Search code examples
ibm-cloudibm-watsonnl-classifier

Watson Natural Language Classifier - using a scale for classes


When using Watson's NLC API, can a scale be used for the classes? For example, a 1-5 rating or a Yes/No/Maybe classification?

My training data consists of a list of news headlines. For each, I have a "class" of not interesting, somewhat interesting, and very interesting. I want to predict whether it's a headline that would be interesting to the reader based on what they found interesting in the past. Because it feels like more of a regression model that's predicting a number between 1 and 3, I wonder if the classifier would work correctly for this application. Thoughts?


Solution

  • Yes, you can use a 1-5 rating (using 5 categories) and if it will work or not, it's hard to tell, because it depends on your data :-)

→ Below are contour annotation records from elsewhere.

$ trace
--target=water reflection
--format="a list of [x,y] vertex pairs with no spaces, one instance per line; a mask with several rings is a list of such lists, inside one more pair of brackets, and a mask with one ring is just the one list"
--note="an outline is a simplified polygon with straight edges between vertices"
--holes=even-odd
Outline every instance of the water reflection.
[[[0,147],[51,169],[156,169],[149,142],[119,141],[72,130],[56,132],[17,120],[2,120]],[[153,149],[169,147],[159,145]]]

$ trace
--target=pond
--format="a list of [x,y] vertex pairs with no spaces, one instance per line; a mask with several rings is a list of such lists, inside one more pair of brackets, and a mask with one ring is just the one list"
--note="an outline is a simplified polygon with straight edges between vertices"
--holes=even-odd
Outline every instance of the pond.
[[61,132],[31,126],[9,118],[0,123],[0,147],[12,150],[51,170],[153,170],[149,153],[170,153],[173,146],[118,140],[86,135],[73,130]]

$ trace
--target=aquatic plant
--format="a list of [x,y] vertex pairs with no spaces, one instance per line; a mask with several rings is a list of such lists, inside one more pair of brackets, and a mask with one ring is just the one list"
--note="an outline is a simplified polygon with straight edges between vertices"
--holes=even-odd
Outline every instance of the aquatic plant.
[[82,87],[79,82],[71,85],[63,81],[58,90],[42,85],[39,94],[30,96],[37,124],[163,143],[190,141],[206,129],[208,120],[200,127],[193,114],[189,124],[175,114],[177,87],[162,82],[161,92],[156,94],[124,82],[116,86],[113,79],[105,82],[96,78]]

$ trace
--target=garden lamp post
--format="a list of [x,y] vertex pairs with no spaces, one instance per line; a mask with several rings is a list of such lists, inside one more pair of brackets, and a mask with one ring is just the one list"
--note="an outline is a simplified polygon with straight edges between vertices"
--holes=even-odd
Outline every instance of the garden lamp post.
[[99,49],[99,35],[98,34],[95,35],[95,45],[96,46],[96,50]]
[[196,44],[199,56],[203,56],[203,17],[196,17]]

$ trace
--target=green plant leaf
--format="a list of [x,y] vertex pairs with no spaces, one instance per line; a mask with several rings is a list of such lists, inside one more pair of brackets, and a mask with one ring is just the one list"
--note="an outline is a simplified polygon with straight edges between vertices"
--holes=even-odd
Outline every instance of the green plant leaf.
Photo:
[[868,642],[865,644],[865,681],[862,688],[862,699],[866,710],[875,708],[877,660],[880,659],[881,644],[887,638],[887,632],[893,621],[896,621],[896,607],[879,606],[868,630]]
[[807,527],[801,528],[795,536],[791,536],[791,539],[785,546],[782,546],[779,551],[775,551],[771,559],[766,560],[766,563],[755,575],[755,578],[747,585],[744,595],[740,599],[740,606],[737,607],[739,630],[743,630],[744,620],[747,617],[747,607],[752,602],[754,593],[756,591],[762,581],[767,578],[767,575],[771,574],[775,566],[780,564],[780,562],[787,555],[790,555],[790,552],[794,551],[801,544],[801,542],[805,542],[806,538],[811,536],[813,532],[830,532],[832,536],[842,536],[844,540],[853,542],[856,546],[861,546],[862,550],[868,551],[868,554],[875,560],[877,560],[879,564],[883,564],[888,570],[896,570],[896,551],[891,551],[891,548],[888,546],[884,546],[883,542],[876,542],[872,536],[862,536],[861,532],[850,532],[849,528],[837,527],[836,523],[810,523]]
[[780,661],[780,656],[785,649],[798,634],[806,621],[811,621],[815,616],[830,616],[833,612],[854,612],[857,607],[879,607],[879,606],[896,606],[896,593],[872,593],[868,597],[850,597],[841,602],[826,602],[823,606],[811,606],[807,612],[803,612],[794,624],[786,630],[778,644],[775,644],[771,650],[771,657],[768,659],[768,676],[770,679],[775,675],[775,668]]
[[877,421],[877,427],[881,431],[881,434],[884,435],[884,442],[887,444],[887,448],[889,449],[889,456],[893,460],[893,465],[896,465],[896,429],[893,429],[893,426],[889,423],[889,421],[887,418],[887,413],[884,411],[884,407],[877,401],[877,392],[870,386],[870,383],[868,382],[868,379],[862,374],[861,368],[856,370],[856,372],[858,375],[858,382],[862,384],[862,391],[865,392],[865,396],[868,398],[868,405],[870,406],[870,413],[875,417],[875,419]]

    But it's a completely valid approach.

    What NLC will do behind the scenes is to extract meanings from each text sample, calculating some semantic distance using an internal wikipedia -based ontology, and it will try to create a classifier based on the concepts of each sample text.

    So, using 5 categories will work if, in your text examples, there are intrinsic semantic differences between each cluster, so the classifier can correctly gather what is related and put apart what is different.

    The same logic was used here, in this recipe , using Watson Image classifier instead of NLC, but the logic is the same.